Capitalisme, néoliberalisme et mouvements sociaux en Russie - couverture
Collection Mouvements

Capitalisme, néolibéralisme et mouvements sociaux en Russie

La transition au capitalisme d’une formation sociale fondée sur la propriété étatique des moyens de production et la planification centralisée de la production et de la distribution des ressources constituait une première dans l’histoire de l’humanité. Jamais encore on n’avait pu observer le développement ex nihilo de rapports marchands et capitalistes dans une société déjà fortement industrialisée et constituée exclusivement de salariéEs. La plupart des idéologues libéraux ont prétendu qu’il était possible, en appliquant les mesures appropriées, de transformer simultanément la Russie soviétique en pays capitaliste développé et son régime politique en démocratie libérale.

Or, la situation actuelle apparaît fort éloignée de ce qui avait été espéré. Les résultats sont aujourd’hui bien connus : le capitalisme qui résulte de la thérapie de choc des années 1990 se distingue par son caractère périphérique, sa très forte dépendance de l’exportation des ressources pétrolières et gazières et le déclin de son industrie. Quant à son régime politique, il est caractérisé par des dérives autoritaires.
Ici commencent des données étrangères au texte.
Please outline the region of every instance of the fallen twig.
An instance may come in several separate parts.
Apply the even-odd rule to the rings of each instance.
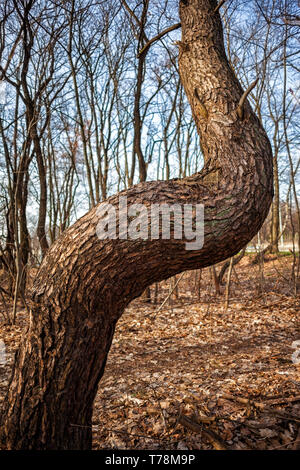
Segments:
[[[300,401],[300,395],[296,397],[278,398],[277,400],[272,400],[269,405],[280,405],[281,403],[295,403],[296,401]]]
[[[181,281],[182,277],[184,275],[184,272],[181,273],[181,275],[179,276],[179,278],[177,279],[175,285],[173,286],[173,288],[170,290],[169,294],[167,295],[167,297],[165,298],[165,300],[163,301],[163,303],[160,305],[160,307],[155,311],[155,312],[151,312],[154,313],[154,314],[158,314],[161,309],[163,308],[163,306],[165,305],[165,303],[169,300],[169,298],[171,297],[171,295],[173,294],[174,290],[176,289],[176,287],[178,286],[179,282]],[[148,315],[146,315],[148,316]]]
[[[196,433],[201,433],[206,439],[208,439],[216,450],[227,450],[228,447],[225,442],[210,429],[204,427],[203,424],[199,424],[196,421],[188,418],[187,416],[180,415],[178,417],[178,422],[182,424],[185,428],[190,429]]]
[[[242,397],[235,397],[233,395],[229,395],[228,393],[223,393],[222,395],[220,395],[220,398],[225,398],[226,400],[236,401],[238,403],[241,403],[241,404],[247,405],[247,406],[252,405],[255,408],[260,409],[261,411],[263,411],[265,413],[272,414],[274,416],[277,416],[278,418],[285,419],[285,420],[288,420],[288,421],[296,421],[297,423],[300,423],[300,417],[299,416],[296,416],[292,413],[285,413],[284,411],[281,411],[281,410],[274,410],[270,406],[264,405],[263,403],[259,403],[257,401],[249,400],[247,398],[242,398]],[[299,399],[299,397],[298,397],[298,399]]]

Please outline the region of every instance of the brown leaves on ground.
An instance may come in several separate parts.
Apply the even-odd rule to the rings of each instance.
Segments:
[[[158,313],[170,281],[156,305],[133,302],[95,400],[94,449],[300,448],[300,365],[292,361],[300,309],[291,264],[291,257],[270,260],[262,272],[245,258],[232,275],[227,311],[209,269],[200,299],[188,272],[178,298]],[[0,365],[2,399],[26,323],[24,313],[15,327],[0,324],[8,358]]]

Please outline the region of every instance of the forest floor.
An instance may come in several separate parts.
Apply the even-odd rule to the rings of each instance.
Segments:
[[[162,308],[170,280],[160,284],[155,305],[131,303],[95,400],[94,449],[300,449],[292,256],[270,256],[263,268],[252,258],[232,274],[227,310],[209,268],[200,286],[195,271],[185,273]],[[0,400],[26,327],[24,311],[15,326],[0,320],[7,353]]]

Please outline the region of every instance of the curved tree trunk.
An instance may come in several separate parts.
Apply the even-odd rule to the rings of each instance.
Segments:
[[[236,253],[257,233],[272,199],[272,153],[224,51],[216,0],[180,4],[180,77],[206,165],[184,180],[140,183],[128,205],[203,203],[200,250],[185,240],[99,240],[97,207],[48,251],[31,297],[30,327],[15,361],[2,426],[9,449],[88,449],[98,382],[115,324],[150,284]],[[239,117],[240,116],[240,117]],[[108,199],[118,203],[118,196]]]

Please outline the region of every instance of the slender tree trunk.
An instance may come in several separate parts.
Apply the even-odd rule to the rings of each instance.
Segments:
[[[279,175],[278,175],[278,156],[277,152],[274,155],[274,198],[272,204],[272,226],[271,226],[271,253],[278,253],[278,242],[279,242],[279,210],[280,210],[280,199],[279,199]]]
[[[214,280],[216,294],[221,295],[221,286],[220,286],[220,282],[219,282],[219,278],[218,278],[217,270],[215,266],[211,266],[211,274],[212,274],[212,279]]]
[[[232,267],[233,267],[233,257],[230,258],[230,264],[229,264],[229,269],[228,269],[228,274],[227,274],[227,282],[226,282],[226,288],[225,288],[225,310],[227,310],[229,307]]]
[[[86,123],[84,121],[82,107],[80,103],[80,92],[77,83],[77,71],[74,64],[74,60],[72,57],[72,48],[73,48],[73,39],[74,39],[74,21],[75,21],[75,0],[71,1],[71,12],[70,12],[70,19],[69,19],[69,39],[68,39],[68,59],[71,68],[71,75],[73,79],[73,86],[74,86],[74,93],[75,93],[75,103],[76,103],[76,110],[79,119],[79,129],[80,129],[80,136],[81,136],[81,144],[82,144],[82,151],[84,157],[84,163],[86,168],[86,175],[88,181],[88,188],[89,188],[89,203],[90,207],[94,207],[95,196],[94,196],[94,188],[93,188],[93,180],[92,180],[92,171],[91,171],[91,164],[88,157],[88,149],[87,149],[87,137],[86,137]]]
[[[180,2],[180,77],[206,153],[202,172],[140,183],[128,206],[202,203],[204,245],[186,240],[99,240],[97,207],[49,249],[32,290],[29,331],[17,354],[0,442],[8,449],[88,449],[97,384],[115,324],[153,282],[234,256],[272,200],[272,152],[226,59],[216,0]],[[212,173],[217,177],[212,178]],[[118,196],[108,199],[118,206]],[[117,386],[117,384],[116,384]]]
[[[140,31],[139,31],[139,40],[138,40],[138,51],[144,45],[144,37],[145,37],[145,24],[147,20],[147,12],[149,7],[149,0],[143,1],[143,10],[140,20]],[[136,162],[136,155],[138,157],[138,164],[139,164],[139,180],[146,181],[147,178],[147,165],[144,159],[144,154],[141,145],[141,138],[142,138],[142,126],[143,126],[143,119],[141,117],[141,96],[142,96],[142,86],[144,83],[145,78],[145,67],[146,67],[146,56],[147,51],[139,54],[138,57],[138,66],[137,66],[137,77],[136,77],[136,86],[135,86],[135,94],[134,94],[134,109],[133,109],[133,149],[132,149],[132,166],[131,166],[131,173],[130,173],[130,186],[133,184],[134,180],[134,173],[135,173],[135,162]]]
[[[47,174],[40,145],[40,139],[37,133],[36,125],[33,126],[32,132],[34,133],[33,143],[35,156],[39,171],[39,182],[40,182],[40,200],[39,200],[39,219],[37,225],[37,236],[39,239],[42,256],[44,257],[49,248],[49,243],[46,235],[46,216],[47,216]]]
[[[40,200],[39,200],[39,218],[37,224],[37,236],[39,239],[42,255],[45,256],[49,244],[46,236],[46,215],[47,215],[47,181],[46,181],[46,168],[44,163],[44,158],[42,154],[40,138],[38,132],[38,120],[40,119],[40,110],[38,105],[39,93],[46,86],[46,81],[43,82],[43,87],[39,92],[36,93],[35,97],[32,98],[29,86],[28,86],[28,70],[29,63],[32,54],[32,49],[34,47],[34,34],[30,22],[30,10],[32,8],[33,1],[29,0],[26,5],[24,5],[24,10],[19,15],[21,16],[22,21],[22,32],[23,32],[23,51],[24,51],[24,60],[22,64],[21,71],[21,86],[24,95],[24,104],[26,107],[26,126],[28,136],[33,142],[35,157],[38,166],[39,173],[39,184],[40,184]],[[16,5],[15,5],[16,6]]]

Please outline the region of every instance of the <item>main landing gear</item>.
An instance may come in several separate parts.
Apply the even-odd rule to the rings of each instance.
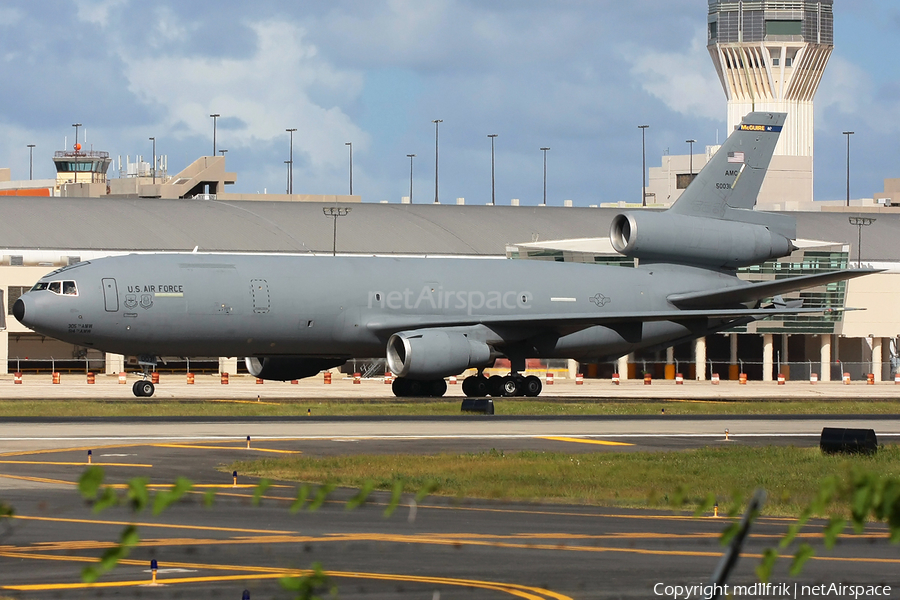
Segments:
[[[153,392],[156,391],[156,388],[151,381],[143,379],[141,381],[135,381],[134,385],[131,386],[131,391],[139,398],[149,398],[153,395]]]
[[[447,391],[447,382],[441,379],[407,379],[406,377],[397,377],[391,384],[391,391],[398,398],[411,397],[430,397],[440,398]]]
[[[535,397],[541,393],[543,384],[538,377],[511,374],[506,377],[493,375],[490,378],[482,373],[466,377],[462,383],[462,391],[466,396],[493,396],[495,398],[514,396]]]

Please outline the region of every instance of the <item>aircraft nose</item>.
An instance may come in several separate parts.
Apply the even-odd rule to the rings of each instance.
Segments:
[[[16,318],[16,320],[19,323],[21,323],[23,325],[26,324],[25,323],[25,312],[26,312],[25,311],[25,299],[19,298],[18,300],[16,300],[16,303],[13,304],[13,316]]]

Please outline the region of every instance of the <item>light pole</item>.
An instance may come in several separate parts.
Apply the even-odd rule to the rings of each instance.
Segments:
[[[153,174],[153,185],[156,185],[156,138],[152,137],[150,141],[153,142],[153,167],[150,172]]]
[[[297,128],[293,129],[285,129],[291,135],[291,159],[288,161],[288,184],[287,184],[287,193],[294,193],[294,132],[297,131]]]
[[[72,146],[75,148],[75,152],[78,152],[78,128],[81,127],[81,123],[72,123],[72,127],[75,128],[75,145]]]
[[[443,119],[435,119],[434,123],[434,203],[440,204],[438,200],[438,125],[443,123]],[[412,202],[412,199],[410,199]]]
[[[284,186],[284,193],[289,194],[291,191],[291,161],[284,161],[284,166],[287,167],[287,183]]]
[[[496,204],[494,197],[494,138],[497,137],[497,134],[489,133],[488,137],[491,138],[491,206],[493,206]]]
[[[853,134],[853,131],[844,132],[847,136],[847,206],[850,206],[850,136]]]
[[[684,141],[687,142],[690,147],[690,150],[688,150],[688,152],[691,155],[690,173],[691,173],[691,181],[693,181],[694,180],[694,144],[697,142],[697,140],[684,140]],[[690,182],[688,182],[688,185],[690,185]]]
[[[862,228],[875,222],[874,217],[850,217],[850,224],[856,225],[856,268],[862,267]]]
[[[338,206],[331,206],[328,208],[323,208],[322,212],[325,213],[326,217],[331,217],[334,219],[334,233],[331,237],[331,255],[337,256],[337,220],[338,217],[346,217],[350,214],[352,208],[342,208]]]
[[[541,206],[547,206],[547,150],[550,148],[541,148],[544,153],[544,203]]]
[[[409,203],[412,204],[412,173],[413,173],[413,159],[416,157],[415,154],[407,154],[409,157]]]
[[[34,179],[34,144],[28,144],[28,180]]]
[[[350,195],[353,195],[353,142],[344,142],[345,146],[350,146]]]
[[[647,206],[647,139],[649,125],[638,125],[641,130],[641,206]]]
[[[222,115],[220,115],[219,113],[213,113],[209,116],[212,117],[212,120],[213,120],[213,153],[212,153],[212,155],[215,156],[216,155],[216,124],[219,122],[219,117],[221,117]]]
[[[225,158],[225,153],[226,153],[226,152],[228,152],[228,150],[219,150],[219,154],[222,155],[222,158]]]

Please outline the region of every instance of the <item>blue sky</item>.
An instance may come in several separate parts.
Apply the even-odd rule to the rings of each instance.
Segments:
[[[59,0],[0,5],[0,166],[52,177],[71,142],[117,156],[167,154],[170,172],[212,149],[220,113],[235,192],[283,192],[288,127],[294,191],[399,202],[499,203],[639,197],[647,162],[725,137],[725,96],[706,50],[705,0],[306,0],[247,3]],[[836,0],[835,50],[816,96],[815,196],[900,177],[900,5]],[[111,170],[111,174],[114,174]]]

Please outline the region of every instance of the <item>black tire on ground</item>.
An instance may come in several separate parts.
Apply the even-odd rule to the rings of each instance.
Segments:
[[[541,383],[540,377],[529,375],[522,380],[522,393],[529,398],[538,396],[543,388],[544,384]]]
[[[494,397],[500,397],[503,395],[503,381],[504,378],[500,375],[491,375],[488,382],[488,391],[487,393]]]
[[[500,389],[501,393],[505,398],[511,398],[513,396],[521,395],[519,391],[519,378],[518,377],[504,377],[503,382],[501,383]]]
[[[488,378],[487,377],[472,377],[472,396],[476,398],[483,398],[488,395]]]
[[[398,398],[404,398],[407,395],[407,387],[405,377],[397,377],[394,379],[394,382],[391,383],[391,391],[394,392],[394,395]]]
[[[443,379],[429,381],[426,387],[428,388],[428,395],[432,398],[440,398],[447,393],[447,382]]]
[[[144,380],[137,382],[135,390],[140,392],[140,394],[138,395],[143,396],[144,398],[149,398],[153,395],[153,392],[156,391],[156,388],[153,387],[153,384],[151,382]]]
[[[131,385],[131,393],[133,393],[133,394],[134,394],[135,396],[137,396],[138,398],[140,398],[141,396],[143,396],[143,394],[141,393],[141,390],[139,389],[140,384],[141,384],[140,381],[135,381],[135,382]]]
[[[421,397],[427,396],[428,386],[425,381],[419,381],[418,379],[407,379],[406,380],[406,395],[410,397]]]

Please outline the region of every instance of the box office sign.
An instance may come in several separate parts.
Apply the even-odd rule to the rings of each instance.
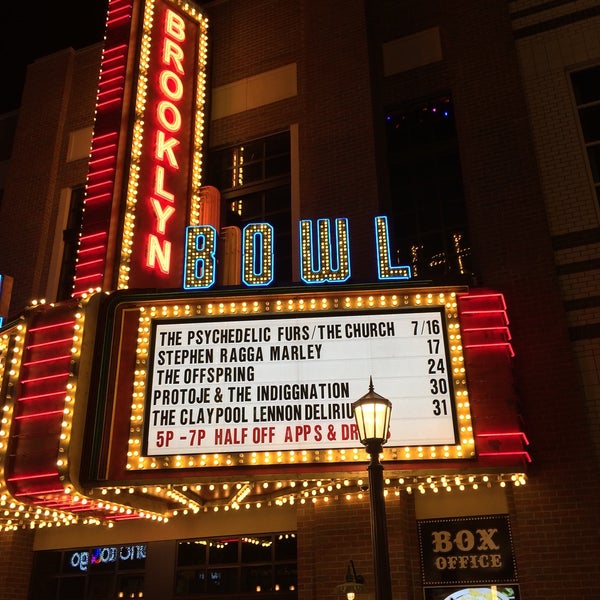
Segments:
[[[423,585],[517,581],[507,515],[417,522]]]

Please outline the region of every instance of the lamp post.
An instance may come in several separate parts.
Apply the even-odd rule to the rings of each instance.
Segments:
[[[387,539],[383,465],[379,460],[382,445],[387,442],[390,428],[392,403],[373,390],[373,378],[369,391],[352,403],[360,442],[371,462],[369,463],[369,496],[371,501],[371,544],[375,572],[375,600],[391,600],[390,552]]]

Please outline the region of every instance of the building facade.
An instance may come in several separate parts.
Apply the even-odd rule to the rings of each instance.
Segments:
[[[107,32],[120,19],[119,11],[142,4],[152,5],[108,3]],[[173,10],[189,9],[170,0],[157,4],[167,11],[171,4]],[[125,415],[123,429],[118,402],[115,408],[105,400],[117,398],[114,388],[124,385],[119,373],[135,370],[129,363],[136,357],[135,344],[138,354],[141,348],[134,339],[137,328],[131,339],[114,333],[127,331],[122,315],[131,306],[150,312],[163,303],[164,314],[175,320],[174,307],[184,302],[196,302],[202,311],[219,303],[241,311],[244,302],[274,305],[278,297],[308,304],[312,294],[318,302],[340,304],[348,296],[358,314],[365,290],[386,302],[389,293],[404,294],[407,303],[428,293],[455,294],[483,301],[478,310],[487,316],[502,314],[500,324],[471,325],[486,329],[481,344],[479,334],[467,340],[474,312],[469,301],[463,299],[456,309],[463,345],[488,346],[483,354],[465,349],[471,406],[463,416],[472,420],[473,455],[444,461],[418,444],[406,454],[401,446],[397,454],[384,454],[393,597],[466,600],[477,597],[468,591],[472,588],[481,588],[485,598],[595,597],[600,574],[597,3],[214,0],[193,9],[208,26],[205,63],[193,66],[205,77],[205,116],[200,125],[188,116],[182,130],[202,134],[198,177],[202,193],[216,198],[201,203],[205,212],[196,223],[214,226],[227,248],[229,235],[252,223],[271,224],[274,269],[265,267],[263,257],[260,266],[255,262],[244,271],[240,250],[233,250],[232,260],[220,257],[215,287],[191,291],[183,291],[183,283],[128,285],[120,279],[128,273],[122,267],[114,267],[107,282],[105,270],[100,287],[108,304],[86,305],[97,331],[82,342],[81,355],[88,351],[91,358],[79,363],[76,378],[83,391],[77,402],[86,408],[75,411],[72,428],[79,437],[65,446],[71,462],[81,464],[69,476],[73,490],[90,502],[101,503],[105,494],[115,511],[129,503],[138,516],[145,511],[150,518],[107,518],[113,508],[106,505],[98,507],[103,516],[86,519],[67,504],[29,505],[27,498],[38,492],[19,488],[19,466],[26,470],[35,451],[14,440],[32,434],[9,423],[9,441],[1,448],[0,599],[335,598],[344,595],[338,584],[356,579],[353,573],[347,577],[350,566],[364,577],[357,597],[374,598],[364,455],[328,467],[326,450],[311,448],[306,469],[289,459],[267,465],[263,455],[256,471],[240,463],[219,464],[217,474],[207,477],[206,463],[179,470],[176,458],[161,458],[158,449],[152,454],[146,447],[147,456],[162,460],[161,473],[144,470],[146,456],[140,459],[143,468],[128,474],[118,456],[120,449],[122,456],[132,452],[127,445],[132,417]],[[66,49],[28,69],[12,151],[2,169],[0,273],[13,280],[10,307],[2,315],[7,339],[18,337],[22,323],[28,335],[43,331],[45,315],[53,311],[64,309],[70,318],[74,298],[87,302],[86,284],[77,288],[77,278],[89,276],[82,275],[78,252],[94,210],[85,204],[98,181],[90,174],[130,189],[132,158],[123,161],[119,155],[114,167],[94,154],[98,146],[92,144],[90,153],[92,140],[100,139],[103,81],[113,81],[101,78],[99,87],[99,73],[113,68],[106,62],[111,43],[107,34],[105,43]],[[123,132],[135,130],[136,111],[135,96],[126,94],[141,69],[140,48],[118,74],[130,102],[120,125],[122,137],[130,136],[127,147],[135,146],[133,133]],[[174,64],[178,57],[183,64],[175,46],[170,48]],[[175,79],[165,77],[167,95],[179,99]],[[194,179],[189,169],[186,181]],[[167,198],[166,187],[161,190]],[[156,184],[154,191],[160,196]],[[157,235],[164,233],[160,223],[168,221],[167,206],[156,209]],[[108,220],[124,221],[124,214],[110,213]],[[382,216],[387,239],[375,235]],[[339,227],[340,238],[350,232],[351,270],[348,265],[347,276],[336,279],[344,267],[334,265],[320,288],[311,281],[318,267],[311,271],[302,262],[307,235],[298,224],[324,219]],[[124,233],[119,242],[110,235],[99,244],[104,256],[125,246]],[[180,253],[184,235],[182,228]],[[202,235],[206,241],[207,230]],[[256,235],[259,244],[267,233],[261,229]],[[381,240],[387,242],[387,262]],[[342,247],[338,244],[338,259],[346,256]],[[154,252],[160,263],[165,254]],[[394,265],[406,265],[410,278]],[[135,265],[131,268],[133,273]],[[253,288],[265,272],[274,273],[274,280]],[[194,273],[198,279],[206,275]],[[81,292],[75,295],[74,281]],[[481,300],[489,297],[491,307]],[[50,304],[57,308],[44,308]],[[297,312],[287,317],[281,322],[289,327],[301,322]],[[497,330],[502,330],[499,338]],[[106,331],[109,341],[101,343]],[[37,343],[28,340],[31,347]],[[497,345],[493,351],[490,343]],[[12,393],[10,344],[1,350],[5,413]],[[119,356],[116,366],[111,353]],[[18,382],[22,397],[26,383],[25,376]],[[365,392],[367,385],[365,380]],[[460,417],[462,407],[455,408]],[[518,444],[503,437],[509,430]],[[256,451],[268,453],[267,444],[256,440]],[[241,454],[250,460],[252,452]],[[142,493],[150,486],[161,489]],[[245,486],[249,495],[237,496]],[[129,489],[136,501],[120,501]],[[48,514],[34,516],[40,507]],[[268,550],[251,550],[255,547]]]

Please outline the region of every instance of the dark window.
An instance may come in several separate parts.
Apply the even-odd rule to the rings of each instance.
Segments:
[[[471,275],[458,139],[449,96],[386,114],[391,244],[413,276],[459,282]]]
[[[291,281],[290,133],[221,148],[211,152],[211,185],[221,192],[222,226],[243,229],[248,223],[274,228],[277,283]]]
[[[83,219],[83,200],[85,187],[76,187],[71,190],[67,226],[63,231],[63,255],[60,266],[60,277],[56,292],[57,300],[65,300],[71,296],[75,279],[75,263],[77,259],[77,244],[79,231]]]
[[[596,200],[600,205],[600,66],[571,73]]]
[[[297,598],[296,536],[279,533],[178,542],[178,598]]]
[[[29,598],[143,598],[145,557],[144,544],[35,552]]]

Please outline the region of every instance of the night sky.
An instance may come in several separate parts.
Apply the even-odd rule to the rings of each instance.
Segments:
[[[27,65],[104,36],[108,0],[5,0],[0,8],[0,113],[19,107]]]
Après les dures années de la thérapie de choc, le pays a renoué avec la croissance. Le niveau de vie de la majorité s’est apparemment amélioré. La Russie a réussi à maintenir son unité. Le régime s’est stabilisé, après les batailles politiques parfois violentes de la période Eltsine. Quels sont donc les fondements de la société russe post­soviétique ? La croissance et la stabilité reposent-elles sur des bases solides ? La population accepte-t-elle l’ordre établi ? Les organisations citoyennes et ouvrières réussissent-elles à faire l’apprentissage de la lutte dans une société capitaliste ? Quels sont les traits de son régime politique ? Quels rapports sociaux la définissent ? Comment se porte son économie, vingt ans après la thérapie de choc ?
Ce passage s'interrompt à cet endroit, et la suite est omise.